"Adopt inter-disciplinary approach"
Prime Minister Manmohan Singh on Saturday expressed concern about the quality of higher education; pointing out that even Indian premier institutions do not figure among the best in the world.
Addressing the Diamond Jubilee function of the University Grants Commission (UGC) here, he urged all stakeholders in the higher education system to urgently consider issues of quality.
Another issue the premier flagged as an area of concern pertained to shortage of faculty; more so since the problem was likely to become more acute with the expansion that is planned in the coming years. Further, according to him, the university system needs to dwell more on research and enhancing the number and quality of doctoral programmes.
Pointing out that inter-disciplinary perspectives are the cornerstone of present-day research, Dr. Singh said it should become part of the culture of Indian universities.
“We must reverse today’s situation where individual departments largely operate as islands, and there should be greater focus on problems that engage the faculty in inter-disciplinary research.”
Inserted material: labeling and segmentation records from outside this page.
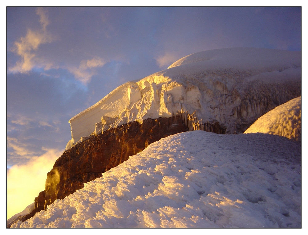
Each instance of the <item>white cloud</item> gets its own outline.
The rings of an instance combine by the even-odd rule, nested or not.
[[[26,164],[14,165],[7,175],[8,218],[22,212],[44,190],[47,173],[64,150],[42,148],[46,152],[32,157]]]
[[[7,140],[7,147],[14,150],[14,153],[9,154],[22,156],[26,159],[30,159],[35,155],[34,152],[29,150],[29,145],[21,142],[16,138],[8,136]]]
[[[48,11],[42,7],[38,7],[36,11],[36,14],[39,16],[40,23],[43,26],[43,30],[46,30],[46,27],[49,24],[49,21],[48,19],[48,16],[47,13]]]
[[[51,43],[55,39],[46,30],[46,27],[49,23],[46,14],[47,11],[39,8],[36,13],[40,16],[42,28],[36,31],[28,29],[25,36],[15,42],[11,50],[20,58],[14,66],[9,67],[10,72],[25,73],[36,67],[49,69],[51,66],[50,62],[47,62],[46,59],[38,57],[35,53],[41,45]]]
[[[93,69],[102,67],[108,62],[99,57],[95,57],[91,60],[82,60],[78,68],[71,67],[68,69],[76,79],[86,84],[91,80],[92,76],[96,74]]]
[[[165,52],[163,56],[160,56],[155,58],[156,63],[160,68],[167,68],[170,65],[179,59],[178,56],[174,53]]]

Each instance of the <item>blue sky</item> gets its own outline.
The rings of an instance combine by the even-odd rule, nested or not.
[[[71,118],[188,55],[301,50],[301,17],[294,7],[7,8],[8,165],[64,148]]]
[[[29,182],[39,188],[12,214],[44,189],[71,139],[69,120],[120,85],[203,51],[301,50],[298,7],[6,10],[8,198]]]

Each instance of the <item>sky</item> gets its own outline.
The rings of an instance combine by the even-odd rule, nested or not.
[[[35,185],[32,201],[71,138],[68,121],[119,86],[204,51],[301,50],[299,7],[9,7],[6,16],[8,194]]]

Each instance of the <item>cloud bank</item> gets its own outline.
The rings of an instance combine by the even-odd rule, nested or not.
[[[45,188],[47,173],[64,150],[42,148],[46,152],[32,157],[26,164],[14,165],[7,174],[7,217],[23,211]]]

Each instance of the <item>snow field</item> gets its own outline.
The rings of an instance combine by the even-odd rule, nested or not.
[[[293,99],[265,113],[244,133],[268,133],[301,140],[301,97]]]
[[[250,123],[264,114],[269,98],[287,100],[281,94],[292,90],[290,83],[299,86],[301,66],[300,52],[244,47],[192,54],[120,86],[72,118],[66,150],[91,134],[178,112],[196,111],[199,120],[218,122],[233,134],[239,118]]]
[[[301,146],[201,131],[149,145],[12,227],[299,227]]]

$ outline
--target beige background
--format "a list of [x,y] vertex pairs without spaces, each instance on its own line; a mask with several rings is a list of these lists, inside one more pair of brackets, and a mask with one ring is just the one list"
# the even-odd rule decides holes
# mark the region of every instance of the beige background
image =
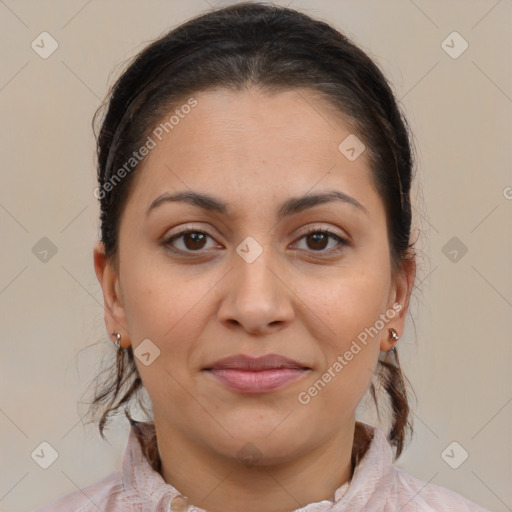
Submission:
[[[376,59],[415,134],[422,252],[414,321],[399,347],[418,403],[397,465],[511,510],[512,2],[286,4],[333,23]],[[113,424],[109,444],[81,424],[77,405],[101,357],[114,354],[92,264],[91,118],[127,58],[216,5],[0,1],[1,511],[31,510],[121,462],[126,421]],[[59,45],[47,59],[31,48],[43,31]],[[453,31],[469,43],[456,59],[441,47]],[[57,248],[47,262],[32,251],[42,237]],[[445,248],[452,237],[467,247],[455,262]],[[31,458],[42,441],[59,453],[46,470]],[[452,441],[469,453],[458,469],[441,457]]]

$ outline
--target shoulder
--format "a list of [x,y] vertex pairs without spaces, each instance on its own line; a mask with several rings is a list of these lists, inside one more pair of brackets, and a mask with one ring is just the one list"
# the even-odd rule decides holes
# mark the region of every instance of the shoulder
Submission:
[[[446,487],[425,482],[394,466],[396,500],[409,503],[411,510],[421,512],[489,512],[487,509]],[[414,508],[416,507],[416,509]]]
[[[59,496],[32,512],[89,512],[98,510],[130,510],[122,507],[123,501],[127,505],[127,493],[123,487],[121,473],[111,473],[101,480],[82,489]],[[113,508],[120,505],[121,508]]]

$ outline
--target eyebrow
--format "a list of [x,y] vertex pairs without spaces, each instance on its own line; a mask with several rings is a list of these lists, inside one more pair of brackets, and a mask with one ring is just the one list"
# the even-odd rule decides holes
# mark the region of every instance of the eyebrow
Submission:
[[[296,215],[309,208],[333,201],[341,201],[368,215],[366,208],[352,196],[349,196],[338,190],[329,190],[326,192],[317,192],[315,194],[306,194],[304,196],[287,199],[284,203],[281,204],[277,212],[277,216],[279,219],[282,219],[284,217]],[[149,205],[146,211],[146,216],[149,215],[149,213],[155,210],[157,207],[169,202],[184,202],[202,208],[203,210],[219,213],[222,215],[229,215],[228,205],[220,199],[199,192],[183,191],[175,192],[174,194],[164,192],[158,196]]]

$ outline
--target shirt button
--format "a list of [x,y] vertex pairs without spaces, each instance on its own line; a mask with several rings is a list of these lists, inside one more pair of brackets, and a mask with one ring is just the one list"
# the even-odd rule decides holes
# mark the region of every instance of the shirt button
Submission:
[[171,512],[187,512],[187,498],[185,496],[175,496],[171,501],[169,510]]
Similarly, he stressed the need for strengthening the university-industry interface to give a fillip to Research and Development.Of the view that this would be beneficial to both the university system and the industry, he asked academics to make a detailed study of how this interface works in other countries so that the best international practises can be replicated here.
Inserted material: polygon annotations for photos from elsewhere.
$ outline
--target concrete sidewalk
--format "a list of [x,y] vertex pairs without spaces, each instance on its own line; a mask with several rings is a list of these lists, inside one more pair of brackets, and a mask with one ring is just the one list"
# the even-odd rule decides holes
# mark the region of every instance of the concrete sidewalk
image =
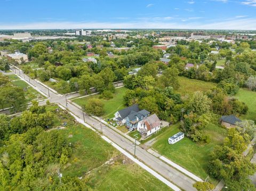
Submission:
[[165,157],[159,154],[157,152],[155,152],[155,151],[153,150],[151,148],[148,149],[147,151],[149,153],[153,154],[155,156],[161,159],[162,161],[165,162],[167,164],[170,164],[172,167],[175,168],[175,169],[179,170],[180,171],[183,172],[184,174],[186,175],[189,176],[190,178],[192,178],[193,179],[195,180],[198,181],[201,181],[201,182],[203,182],[204,180],[203,180],[202,179],[197,177],[197,176],[194,175],[191,172],[189,172],[188,170],[186,170],[183,168],[181,167],[180,166],[179,164],[177,164],[173,162],[170,161],[168,159],[166,158]]

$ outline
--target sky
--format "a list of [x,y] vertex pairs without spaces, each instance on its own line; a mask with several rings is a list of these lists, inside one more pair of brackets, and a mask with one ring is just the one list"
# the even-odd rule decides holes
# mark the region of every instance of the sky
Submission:
[[256,0],[0,0],[0,29],[256,30]]

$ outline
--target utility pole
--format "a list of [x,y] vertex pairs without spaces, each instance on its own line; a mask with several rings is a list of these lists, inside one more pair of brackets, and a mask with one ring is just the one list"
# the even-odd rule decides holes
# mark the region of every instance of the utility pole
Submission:
[[138,138],[137,135],[138,134],[134,135],[135,137],[134,139],[134,157],[136,156],[136,140]]
[[65,98],[66,98],[66,107],[67,109],[68,109],[68,102],[67,102],[67,95],[65,95]]
[[184,108],[181,108],[181,110],[180,111],[182,113],[182,114],[181,115],[181,121],[183,121],[183,113],[185,112],[185,109]]
[[59,178],[60,178],[60,185],[62,185],[61,177],[62,177],[62,174],[60,173],[60,169],[58,170],[58,175],[59,176]]

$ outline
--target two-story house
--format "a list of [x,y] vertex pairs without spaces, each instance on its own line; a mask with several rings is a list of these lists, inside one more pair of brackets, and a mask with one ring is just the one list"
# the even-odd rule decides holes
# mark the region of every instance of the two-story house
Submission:
[[131,111],[126,117],[126,127],[132,130],[137,129],[138,123],[149,115],[150,114],[150,112],[146,110],[138,112]]

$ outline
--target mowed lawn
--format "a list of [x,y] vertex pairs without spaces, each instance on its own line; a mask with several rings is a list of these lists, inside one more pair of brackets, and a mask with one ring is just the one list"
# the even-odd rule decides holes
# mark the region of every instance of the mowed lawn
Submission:
[[241,118],[256,120],[256,92],[240,88],[235,97],[245,103],[248,106],[246,114],[242,115]]
[[123,164],[121,160],[95,169],[86,178],[93,190],[172,190],[137,164]]
[[[198,144],[185,137],[179,142],[169,145],[168,138],[180,131],[179,125],[176,123],[171,126],[164,134],[157,137],[157,140],[153,147],[159,154],[204,179],[208,176],[206,167],[210,154],[215,146],[221,144],[226,137],[226,129],[210,123],[204,130],[206,134],[210,136],[210,143]],[[214,179],[211,179],[211,181],[213,184],[217,182]]]
[[196,91],[205,92],[216,86],[216,84],[189,79],[183,77],[179,77],[180,88],[176,91],[182,96],[190,94]]
[[12,81],[12,83],[14,86],[20,87],[24,89],[25,93],[25,97],[29,102],[32,101],[33,99],[39,100],[45,98],[45,97],[39,93],[37,91],[36,91],[23,80],[20,80],[14,81]]
[[217,60],[217,63],[216,65],[219,67],[224,67],[226,64],[226,59],[222,59],[220,60]]
[[[104,119],[110,119],[114,117],[114,114],[118,110],[125,107],[123,97],[127,90],[124,87],[116,88],[115,94],[113,94],[113,98],[110,99],[100,99],[104,103],[104,114],[101,116]],[[88,100],[91,98],[99,98],[99,95],[96,94],[81,98],[73,99],[72,101],[82,106],[86,104]]]
[[65,167],[64,176],[83,176],[103,164],[119,152],[105,142],[98,135],[82,124],[62,130],[74,147],[74,151]]
[[[49,105],[46,110],[55,111],[57,107]],[[65,129],[55,130],[62,132],[73,148],[71,157],[61,168],[63,177],[82,177],[86,185],[95,190],[171,190],[96,132],[76,123],[65,111],[60,110],[55,117],[59,117],[55,126],[67,122]]]

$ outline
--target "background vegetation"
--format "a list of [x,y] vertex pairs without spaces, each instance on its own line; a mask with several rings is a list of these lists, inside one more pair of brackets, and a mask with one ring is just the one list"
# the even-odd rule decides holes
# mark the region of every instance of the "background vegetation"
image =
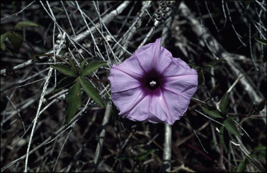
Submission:
[[[264,0],[1,1],[1,172],[265,172],[266,8]],[[109,101],[112,64],[159,37],[199,74],[171,133],[122,119]],[[83,76],[96,92],[81,88],[80,103],[51,65],[80,70],[83,61],[106,64]]]

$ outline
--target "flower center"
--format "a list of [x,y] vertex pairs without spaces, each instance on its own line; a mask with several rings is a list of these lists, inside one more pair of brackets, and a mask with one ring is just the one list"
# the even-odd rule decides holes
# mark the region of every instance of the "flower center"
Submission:
[[146,85],[150,90],[154,90],[159,86],[159,79],[155,77],[149,77],[147,79]]

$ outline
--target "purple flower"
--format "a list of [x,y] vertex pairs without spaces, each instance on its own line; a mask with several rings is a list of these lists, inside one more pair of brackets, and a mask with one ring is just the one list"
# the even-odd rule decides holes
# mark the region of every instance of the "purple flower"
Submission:
[[111,99],[124,118],[172,124],[197,89],[195,70],[173,58],[160,42],[159,38],[140,47],[111,67]]

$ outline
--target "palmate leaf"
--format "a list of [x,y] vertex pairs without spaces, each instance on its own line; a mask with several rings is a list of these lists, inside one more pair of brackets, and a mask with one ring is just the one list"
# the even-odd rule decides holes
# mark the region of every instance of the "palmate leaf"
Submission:
[[72,84],[72,83],[75,81],[76,77],[70,77],[66,76],[63,79],[62,79],[56,85],[55,89],[54,90],[54,92],[57,92],[68,85],[70,85]]
[[5,41],[6,38],[8,36],[8,35],[10,33],[10,31],[6,32],[2,35],[1,35],[1,49],[4,51],[6,49],[6,45],[3,43]]
[[222,98],[220,103],[220,109],[223,115],[227,114],[227,106],[228,106],[228,95],[229,92],[226,92]]
[[14,51],[18,53],[23,42],[23,36],[16,32],[10,32],[8,35],[8,40],[14,47]]
[[97,69],[101,66],[103,66],[106,64],[106,62],[105,61],[90,62],[84,68],[81,69],[81,76],[85,76],[86,75],[88,75],[95,70]]
[[81,77],[79,77],[78,79],[87,95],[92,98],[95,103],[98,104],[101,107],[104,108],[105,105],[104,104],[103,100],[94,86]]
[[79,74],[73,70],[70,67],[64,65],[50,65],[50,66],[58,72],[69,76],[78,76]]
[[225,129],[232,134],[240,137],[240,134],[237,130],[236,126],[234,122],[231,120],[231,117],[228,117],[222,124],[225,125]]
[[222,145],[226,153],[229,153],[229,138],[227,131],[222,126],[220,129],[220,143]]
[[15,29],[19,29],[21,28],[22,27],[27,27],[27,26],[39,26],[39,25],[38,25],[37,24],[31,22],[31,21],[22,21],[22,22],[19,22],[19,23],[17,23],[14,28]]
[[65,113],[66,114],[66,123],[68,123],[81,106],[81,92],[79,80],[76,80],[70,88],[69,93],[66,96],[66,101],[67,108]]

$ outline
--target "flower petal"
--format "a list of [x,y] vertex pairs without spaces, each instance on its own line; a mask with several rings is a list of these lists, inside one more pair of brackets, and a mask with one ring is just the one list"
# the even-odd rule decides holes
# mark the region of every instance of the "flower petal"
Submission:
[[136,50],[133,56],[136,56],[138,59],[140,65],[147,73],[152,69],[156,69],[158,62],[160,60],[160,56],[163,51],[161,47],[161,38],[156,39],[154,43],[149,43],[141,47]]
[[182,76],[182,78],[179,80],[164,83],[162,88],[163,93],[170,112],[174,115],[172,117],[172,124],[183,116],[188,107],[190,99],[197,89],[197,75],[193,75],[189,78]]
[[[136,105],[142,101],[145,96],[143,87],[111,93],[111,99],[120,110],[119,115],[122,116],[135,109]],[[149,103],[145,104],[148,105]],[[145,104],[143,105],[144,107],[146,106]]]
[[197,72],[194,69],[191,68],[184,60],[179,58],[172,58],[172,62],[170,62],[165,67],[161,67],[161,76],[163,77],[197,74]]
[[[149,110],[153,110],[155,106],[154,103],[152,102],[152,98],[153,97],[150,94],[145,95],[134,108],[123,115],[122,117],[128,118],[132,121],[148,121],[153,123],[165,122],[165,120],[163,120],[158,117],[159,115],[156,115],[154,113],[149,113]],[[120,113],[119,115],[120,115]],[[164,117],[164,114],[161,114],[161,115]]]
[[[113,65],[111,69],[110,76],[108,78],[111,82],[112,92],[128,90],[133,88],[140,88],[143,85],[140,81],[136,79],[140,76],[136,75],[136,74],[131,73],[129,71],[125,72],[119,70],[118,69],[120,68],[118,68],[118,66]],[[136,78],[131,75],[134,75]]]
Both Dr. Singh and Union Minister for Human Resource Development M.M. Pallam Raju listed the measures taken by the United Progressive Alliance government over the past decade to facilitate equitable access to higher education. This, Dr. Singh underscored, had resulted in the Gross Enrolment Ratio (GER) in higher education going up to 19.4 per cent in 2010-11 from 11 per cent in 2005-06. The GER for women in higher education increased from 9.4 per cent to 17.9 per cent during the same period.
At the same time, Mr. Raju conceded that the GER was still below the world average and India had set for itself the target of 30 per cent by 2020.
Stating that a special drive would be undertaken to make teaching and research an attractive career option, he announced the setting up of chairs in various universities in the name of Indian Nobel laureates.